The case for studying this at a 28 target: the i-cycle and basic multiplication are genuinely Algebra II-level operations that can be learned in 30 minutes. If you can reliably answer an i-cycle question (the most common format) in under 60 seconds, that is a point recovery with minimal prep time. The case against: if you have larger gaps in coordinate geometry, functions, or quadratic equations — which appear far more frequently — those are higher-priority for a 28 target.

For students targeting 30 or above, complex numbers are non-negotiable to study. At that score level, leaving any answerable question blank or incorrect is a meaningful score loss, and the question types in this guide are genuinely answerable after 45 minutes of focused practice. The return on investment is among the best of any advanced ACT Math topic.

The ACT showed me a complex number plotted on a plane and asked for the modulus — I had no idea what modulus even meant. Where was I supposed to learn that? +

The modulus of a complex number is its distance from the origin in the complex plane — the same concept as distance from a point to the origin in coordinate geometry, just in a plane where one axis is real and the other is imaginary. No existing free ACT prep source explains this clearly, which is why it catches students off guard.

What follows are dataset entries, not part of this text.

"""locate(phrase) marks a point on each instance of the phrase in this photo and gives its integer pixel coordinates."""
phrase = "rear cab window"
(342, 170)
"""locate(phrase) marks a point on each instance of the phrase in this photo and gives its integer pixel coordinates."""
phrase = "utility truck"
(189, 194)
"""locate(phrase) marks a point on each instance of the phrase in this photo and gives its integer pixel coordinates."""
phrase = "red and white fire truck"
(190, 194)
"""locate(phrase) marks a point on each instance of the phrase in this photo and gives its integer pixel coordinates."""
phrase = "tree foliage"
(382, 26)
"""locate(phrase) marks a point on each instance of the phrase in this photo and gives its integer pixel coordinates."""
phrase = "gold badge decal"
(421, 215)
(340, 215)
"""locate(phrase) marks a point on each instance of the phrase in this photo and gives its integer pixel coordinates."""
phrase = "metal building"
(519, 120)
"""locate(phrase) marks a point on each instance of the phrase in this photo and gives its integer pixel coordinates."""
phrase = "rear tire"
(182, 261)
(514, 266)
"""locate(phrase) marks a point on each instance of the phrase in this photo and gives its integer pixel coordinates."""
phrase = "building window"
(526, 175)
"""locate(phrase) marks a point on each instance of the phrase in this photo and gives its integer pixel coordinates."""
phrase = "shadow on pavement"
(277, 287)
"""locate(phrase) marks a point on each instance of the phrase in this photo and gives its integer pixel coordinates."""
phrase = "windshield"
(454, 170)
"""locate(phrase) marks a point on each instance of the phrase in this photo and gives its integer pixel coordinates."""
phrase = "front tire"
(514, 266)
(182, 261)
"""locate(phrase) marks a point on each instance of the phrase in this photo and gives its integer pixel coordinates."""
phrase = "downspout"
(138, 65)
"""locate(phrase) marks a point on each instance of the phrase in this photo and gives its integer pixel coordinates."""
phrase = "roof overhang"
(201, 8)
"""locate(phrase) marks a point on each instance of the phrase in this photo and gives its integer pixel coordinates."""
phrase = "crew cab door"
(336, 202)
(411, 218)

The calculation is the Pythagorean theorem: |a + bi| = √(a² + b²). Plot a + bi at the point (a, b). The horizontal leg is a, the vertical leg is b, and the hypotenuse from the origin to that point is the modulus. For 3 + 4i, plotted at (3, 4): modulus = √(9 + 16) = √25 = 5. The diagram in this guide shows this visually.

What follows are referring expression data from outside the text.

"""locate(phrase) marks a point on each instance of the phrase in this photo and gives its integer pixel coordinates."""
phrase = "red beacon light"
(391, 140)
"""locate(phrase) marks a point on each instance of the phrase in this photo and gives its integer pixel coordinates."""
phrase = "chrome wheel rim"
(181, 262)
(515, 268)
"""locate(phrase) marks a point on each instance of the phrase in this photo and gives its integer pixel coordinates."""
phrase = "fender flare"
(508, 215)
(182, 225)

The ACT favors Pythagorean triples for modulus questions — meaning the real and imaginary parts will often be two legs of a 3-4-5, 5-12-13, or 8-15-17 triple. Recognizing these triples lets you skip the computation entirely. If you see 5 + 12i, the modulus is 13 before you touch your calculator. Learning to recognize common triples in a complex number context is one of the most efficient skills this entire guide teaches.

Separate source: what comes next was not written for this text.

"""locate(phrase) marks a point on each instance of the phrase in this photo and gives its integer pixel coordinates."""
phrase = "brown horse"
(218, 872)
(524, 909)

Is there a way to check my answer on a complex number question without re-doing the whole problem? +

Yes — for multiplication and division questions, multiply your answer back by the other factor (or denominator) and confirm you get the original expression. For (2+3i)(4−i) = 11+10i: verify by computing (11+10i)/(4−i) and confirming you get 2+3i, or by computing (11+10i) ÷ (4−i) using the Conjugate Rationalization. If the result is 2+3i, the original multiplication was correct.

A faster check for multiplication: verify the real part and imaginary part separately using the shortcut formulas. For (a+bi)(c+di): real part = ac − bd and imaginary part = ad + bc. For (2+3i)(4−i): real part = (2)(4) − (3)(−1) = 8 + 3 = 11 ✓; imaginary part = (2)(−1) + (3)(4) = −2 + 12 = 10 ✓. These formulas are derivable from FOIL and provide a 10-second verification.

For powers of i: verify by checking whether the result fits the cycle. i⁵⁰ = −1: does this make sense? i⁴⁸ = 1 (multiple of 4) → i⁴⁹ = i → i⁵⁰ = i² = −1. Stepping one position from a known multiple-of-4 anchor confirms the result. For the modulus: verify by computing a² + b² and confirming the square root equals your answer. These are fast, partial-check verification steps — not full re-computations.